物件はすべてが一点ものなので、「買わせてください」と誠実な対応をする人と、「買ってやるよ」という横柄な態度の人が、同じ条件で購入を検討していたら、業者も誠実な人のほうを選ぶのは当然ですよね。

2つ目は、「物件のポテンシャルを見誤って高過ぎる買い物をする」ということです。
これは今回の書籍でもメインのところになるのですが、物件の持つ収益性・資産性を自分で見極めることをせずに、他人の提示する情報――たとえば「絶対に儲かりますよ」という話を鵜呑みにして失敗してしまう人がとても多いです。

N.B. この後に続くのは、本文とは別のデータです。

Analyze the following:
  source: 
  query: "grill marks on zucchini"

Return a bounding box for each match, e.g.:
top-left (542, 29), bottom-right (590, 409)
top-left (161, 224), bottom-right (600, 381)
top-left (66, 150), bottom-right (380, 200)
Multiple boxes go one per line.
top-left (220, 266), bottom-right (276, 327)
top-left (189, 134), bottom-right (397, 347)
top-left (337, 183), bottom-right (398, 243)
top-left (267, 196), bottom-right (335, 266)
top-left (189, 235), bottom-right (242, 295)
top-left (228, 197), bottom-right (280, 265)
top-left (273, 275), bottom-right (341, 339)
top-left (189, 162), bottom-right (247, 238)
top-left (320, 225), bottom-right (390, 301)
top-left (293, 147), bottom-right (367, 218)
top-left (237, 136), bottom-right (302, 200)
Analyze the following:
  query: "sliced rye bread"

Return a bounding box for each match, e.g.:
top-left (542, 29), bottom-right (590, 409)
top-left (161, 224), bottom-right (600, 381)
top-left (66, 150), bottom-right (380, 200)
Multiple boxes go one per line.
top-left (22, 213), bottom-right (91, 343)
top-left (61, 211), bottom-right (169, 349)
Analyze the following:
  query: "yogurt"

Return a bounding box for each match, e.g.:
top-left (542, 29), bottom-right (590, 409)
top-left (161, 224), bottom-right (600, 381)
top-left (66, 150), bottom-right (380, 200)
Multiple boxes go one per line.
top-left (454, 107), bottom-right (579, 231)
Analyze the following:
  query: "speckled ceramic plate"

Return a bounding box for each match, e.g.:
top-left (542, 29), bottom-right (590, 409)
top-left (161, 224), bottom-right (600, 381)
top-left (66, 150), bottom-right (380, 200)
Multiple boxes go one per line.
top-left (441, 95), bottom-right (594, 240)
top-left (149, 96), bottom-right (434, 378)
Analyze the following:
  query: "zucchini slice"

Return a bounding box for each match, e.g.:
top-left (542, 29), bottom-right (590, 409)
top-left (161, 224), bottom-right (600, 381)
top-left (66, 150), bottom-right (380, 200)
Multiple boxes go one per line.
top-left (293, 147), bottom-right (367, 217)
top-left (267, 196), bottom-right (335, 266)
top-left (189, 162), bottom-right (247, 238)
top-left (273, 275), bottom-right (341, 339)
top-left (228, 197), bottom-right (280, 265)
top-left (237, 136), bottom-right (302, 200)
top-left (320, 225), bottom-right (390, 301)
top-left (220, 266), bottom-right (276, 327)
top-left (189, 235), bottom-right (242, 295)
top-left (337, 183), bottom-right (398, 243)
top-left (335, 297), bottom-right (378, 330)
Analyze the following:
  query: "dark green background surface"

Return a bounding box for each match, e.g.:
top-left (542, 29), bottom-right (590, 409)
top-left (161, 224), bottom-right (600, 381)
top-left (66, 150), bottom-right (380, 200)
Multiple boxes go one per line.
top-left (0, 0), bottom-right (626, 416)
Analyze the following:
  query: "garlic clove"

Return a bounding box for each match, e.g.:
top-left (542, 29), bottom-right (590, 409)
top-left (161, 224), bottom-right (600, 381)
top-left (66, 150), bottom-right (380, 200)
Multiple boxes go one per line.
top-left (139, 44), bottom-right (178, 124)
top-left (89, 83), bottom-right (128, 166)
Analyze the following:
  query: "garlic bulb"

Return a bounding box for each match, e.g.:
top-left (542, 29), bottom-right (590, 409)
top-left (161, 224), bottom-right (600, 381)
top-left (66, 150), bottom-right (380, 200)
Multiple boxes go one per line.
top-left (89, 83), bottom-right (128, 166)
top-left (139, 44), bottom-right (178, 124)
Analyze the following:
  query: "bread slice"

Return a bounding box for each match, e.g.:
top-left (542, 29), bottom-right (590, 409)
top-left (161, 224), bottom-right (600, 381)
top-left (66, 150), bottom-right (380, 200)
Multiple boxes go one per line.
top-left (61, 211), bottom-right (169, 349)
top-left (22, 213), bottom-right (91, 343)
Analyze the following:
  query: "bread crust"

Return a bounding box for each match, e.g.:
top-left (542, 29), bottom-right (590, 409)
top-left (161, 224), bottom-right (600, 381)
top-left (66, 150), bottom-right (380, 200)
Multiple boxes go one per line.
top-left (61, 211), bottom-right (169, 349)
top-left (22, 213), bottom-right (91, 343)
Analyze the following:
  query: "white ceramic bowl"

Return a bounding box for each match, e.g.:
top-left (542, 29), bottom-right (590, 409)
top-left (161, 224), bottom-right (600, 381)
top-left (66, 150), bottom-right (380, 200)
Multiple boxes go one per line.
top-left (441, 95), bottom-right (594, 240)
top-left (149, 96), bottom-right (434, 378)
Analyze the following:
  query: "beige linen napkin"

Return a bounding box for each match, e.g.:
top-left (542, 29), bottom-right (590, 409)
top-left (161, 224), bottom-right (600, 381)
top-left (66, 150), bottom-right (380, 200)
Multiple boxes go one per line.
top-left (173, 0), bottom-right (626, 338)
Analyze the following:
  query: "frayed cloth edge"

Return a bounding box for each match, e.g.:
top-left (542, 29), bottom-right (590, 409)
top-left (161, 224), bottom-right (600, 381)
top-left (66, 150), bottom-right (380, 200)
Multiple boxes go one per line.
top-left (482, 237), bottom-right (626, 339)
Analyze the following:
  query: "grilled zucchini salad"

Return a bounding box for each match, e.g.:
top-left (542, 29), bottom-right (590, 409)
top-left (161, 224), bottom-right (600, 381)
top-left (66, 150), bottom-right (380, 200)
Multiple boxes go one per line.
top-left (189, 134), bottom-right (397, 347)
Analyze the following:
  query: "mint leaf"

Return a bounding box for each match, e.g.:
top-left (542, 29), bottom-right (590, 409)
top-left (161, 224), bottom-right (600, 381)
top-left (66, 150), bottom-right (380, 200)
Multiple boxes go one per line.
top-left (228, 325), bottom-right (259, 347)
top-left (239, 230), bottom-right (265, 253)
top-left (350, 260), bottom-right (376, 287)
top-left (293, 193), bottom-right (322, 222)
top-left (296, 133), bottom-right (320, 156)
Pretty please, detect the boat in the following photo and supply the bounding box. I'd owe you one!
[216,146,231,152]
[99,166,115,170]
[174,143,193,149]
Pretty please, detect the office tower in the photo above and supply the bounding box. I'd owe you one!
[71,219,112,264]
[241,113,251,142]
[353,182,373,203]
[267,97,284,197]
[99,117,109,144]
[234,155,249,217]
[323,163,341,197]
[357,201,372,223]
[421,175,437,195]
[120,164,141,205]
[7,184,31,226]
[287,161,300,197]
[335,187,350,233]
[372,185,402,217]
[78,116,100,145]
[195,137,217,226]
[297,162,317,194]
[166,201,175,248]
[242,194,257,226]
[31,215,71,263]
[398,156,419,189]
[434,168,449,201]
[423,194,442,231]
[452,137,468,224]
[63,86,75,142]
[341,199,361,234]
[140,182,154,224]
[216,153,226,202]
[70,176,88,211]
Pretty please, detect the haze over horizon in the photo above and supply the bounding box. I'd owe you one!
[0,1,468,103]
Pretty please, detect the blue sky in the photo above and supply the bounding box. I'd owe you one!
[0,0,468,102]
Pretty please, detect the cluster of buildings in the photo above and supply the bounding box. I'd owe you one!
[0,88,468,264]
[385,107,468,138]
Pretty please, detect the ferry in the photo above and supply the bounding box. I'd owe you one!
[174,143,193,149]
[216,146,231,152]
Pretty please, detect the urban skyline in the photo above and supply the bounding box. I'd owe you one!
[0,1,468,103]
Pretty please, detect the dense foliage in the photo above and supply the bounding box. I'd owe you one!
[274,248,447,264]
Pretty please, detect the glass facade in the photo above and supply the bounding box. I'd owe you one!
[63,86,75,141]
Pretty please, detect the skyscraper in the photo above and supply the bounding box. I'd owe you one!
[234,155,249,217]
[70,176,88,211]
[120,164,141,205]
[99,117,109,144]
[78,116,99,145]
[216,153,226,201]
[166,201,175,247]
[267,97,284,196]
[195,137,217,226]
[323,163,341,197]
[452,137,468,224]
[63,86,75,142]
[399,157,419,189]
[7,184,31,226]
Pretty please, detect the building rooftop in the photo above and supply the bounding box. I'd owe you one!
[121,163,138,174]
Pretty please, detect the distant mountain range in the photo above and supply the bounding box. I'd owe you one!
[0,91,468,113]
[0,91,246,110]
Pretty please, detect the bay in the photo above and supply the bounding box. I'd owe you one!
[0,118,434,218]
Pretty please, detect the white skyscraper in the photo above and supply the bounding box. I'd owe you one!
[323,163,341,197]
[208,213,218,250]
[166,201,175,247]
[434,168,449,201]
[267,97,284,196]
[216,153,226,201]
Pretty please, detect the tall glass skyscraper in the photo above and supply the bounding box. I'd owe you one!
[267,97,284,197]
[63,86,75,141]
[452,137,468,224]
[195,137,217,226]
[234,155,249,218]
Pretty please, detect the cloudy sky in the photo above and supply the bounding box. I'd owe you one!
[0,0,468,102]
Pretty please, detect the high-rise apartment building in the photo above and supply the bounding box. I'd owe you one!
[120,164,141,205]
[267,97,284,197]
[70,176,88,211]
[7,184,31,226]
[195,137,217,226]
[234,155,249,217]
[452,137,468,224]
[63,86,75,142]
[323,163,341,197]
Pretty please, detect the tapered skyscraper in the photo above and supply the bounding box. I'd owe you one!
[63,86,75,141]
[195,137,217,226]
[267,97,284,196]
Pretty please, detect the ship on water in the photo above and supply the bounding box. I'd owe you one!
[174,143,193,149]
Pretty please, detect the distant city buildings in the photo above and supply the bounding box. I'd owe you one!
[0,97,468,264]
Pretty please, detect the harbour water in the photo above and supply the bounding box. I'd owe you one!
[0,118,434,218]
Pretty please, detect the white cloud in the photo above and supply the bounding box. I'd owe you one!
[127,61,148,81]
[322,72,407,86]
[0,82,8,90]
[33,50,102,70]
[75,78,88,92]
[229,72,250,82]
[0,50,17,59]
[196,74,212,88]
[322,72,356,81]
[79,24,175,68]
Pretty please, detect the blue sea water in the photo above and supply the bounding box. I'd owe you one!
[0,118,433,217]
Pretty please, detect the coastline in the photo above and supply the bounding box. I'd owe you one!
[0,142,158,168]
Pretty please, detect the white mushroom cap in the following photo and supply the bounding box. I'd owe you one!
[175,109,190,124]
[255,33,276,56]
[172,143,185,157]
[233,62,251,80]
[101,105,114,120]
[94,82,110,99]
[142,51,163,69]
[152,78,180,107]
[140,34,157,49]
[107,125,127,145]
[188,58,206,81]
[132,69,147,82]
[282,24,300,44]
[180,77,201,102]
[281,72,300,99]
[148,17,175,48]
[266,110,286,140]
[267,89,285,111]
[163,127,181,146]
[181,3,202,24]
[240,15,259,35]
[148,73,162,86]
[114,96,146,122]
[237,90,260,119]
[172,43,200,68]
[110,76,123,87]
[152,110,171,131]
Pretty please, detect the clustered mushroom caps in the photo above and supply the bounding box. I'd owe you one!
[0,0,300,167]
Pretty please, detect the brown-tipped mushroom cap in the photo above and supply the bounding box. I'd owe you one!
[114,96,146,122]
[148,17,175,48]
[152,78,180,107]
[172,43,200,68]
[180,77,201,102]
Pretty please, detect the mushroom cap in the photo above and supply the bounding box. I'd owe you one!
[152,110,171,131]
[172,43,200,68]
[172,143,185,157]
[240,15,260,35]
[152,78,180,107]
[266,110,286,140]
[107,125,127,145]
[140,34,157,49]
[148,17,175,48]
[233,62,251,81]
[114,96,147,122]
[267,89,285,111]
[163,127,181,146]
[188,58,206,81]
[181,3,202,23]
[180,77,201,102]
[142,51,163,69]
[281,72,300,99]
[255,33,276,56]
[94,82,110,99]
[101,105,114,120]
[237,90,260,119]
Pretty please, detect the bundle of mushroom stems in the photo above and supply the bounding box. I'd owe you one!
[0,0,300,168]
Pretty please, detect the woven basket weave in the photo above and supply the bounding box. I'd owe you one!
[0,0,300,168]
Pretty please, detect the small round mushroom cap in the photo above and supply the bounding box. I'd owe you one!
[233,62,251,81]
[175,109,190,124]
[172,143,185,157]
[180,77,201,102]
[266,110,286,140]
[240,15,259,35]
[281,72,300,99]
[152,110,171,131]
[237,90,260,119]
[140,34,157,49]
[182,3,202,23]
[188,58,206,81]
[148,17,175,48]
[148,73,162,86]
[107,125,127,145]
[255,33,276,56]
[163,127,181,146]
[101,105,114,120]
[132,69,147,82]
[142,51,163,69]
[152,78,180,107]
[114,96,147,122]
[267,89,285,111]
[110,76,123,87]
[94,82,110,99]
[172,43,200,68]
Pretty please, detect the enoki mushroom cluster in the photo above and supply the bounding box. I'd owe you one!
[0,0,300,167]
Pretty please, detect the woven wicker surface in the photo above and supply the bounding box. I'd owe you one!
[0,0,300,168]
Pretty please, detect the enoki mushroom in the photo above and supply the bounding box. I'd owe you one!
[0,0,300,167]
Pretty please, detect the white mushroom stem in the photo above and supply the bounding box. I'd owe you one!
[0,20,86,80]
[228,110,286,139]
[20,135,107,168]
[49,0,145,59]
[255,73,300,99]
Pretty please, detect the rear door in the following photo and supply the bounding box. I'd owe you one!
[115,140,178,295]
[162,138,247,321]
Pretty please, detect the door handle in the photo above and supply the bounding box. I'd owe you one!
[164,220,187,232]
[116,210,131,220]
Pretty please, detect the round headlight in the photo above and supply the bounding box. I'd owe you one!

紹介者がロクでもない人間でも、物件のポテンシャルに適した形で取得できれば、不動産投資は大きなリターンを生みます。
逆に、とても丁寧でしっかり対応してくれる誠実な営業担当から購入したとしても、価値のないモノについて大きな融資を組んでしまって、ひとつも儲からないのであれば、それは投資とは言えません。実際にそういうケースは多くあります。

3つ目は、「特定の相手を信用しすぎる」ことです。
先ほどの話にもつながりますが、「どんなによく見える営業担当」でも、「大家の会の偉い人」でも、「金融機関の担当者」でも、この業界に絡む人たちは、いつ裏切ってもおかしくありません。

「買える」と言われていた物件を反故にされたり、親身に相談に乗ってくれていたのに、酷い物件を売りつけてきたり、金融機関の担当者でも「出る」と言っていた融資が直前になって「やっぱり出せません」という話になったり――こんな話は日常茶飯事なので、「性悪説」から入らないといけません。

悪意を持って裏切る人間も少なからずいますし、業者として経験が浅くて無知だから変な物件を持ってくる人もいますし、急な上層部の方針変更で融資がストップすることもあります。
けれども、相手を恨んでも何も始まりません。慎重に相手を疑ってかかりながら、自己の利益の最大化することに努めていくことが必要です。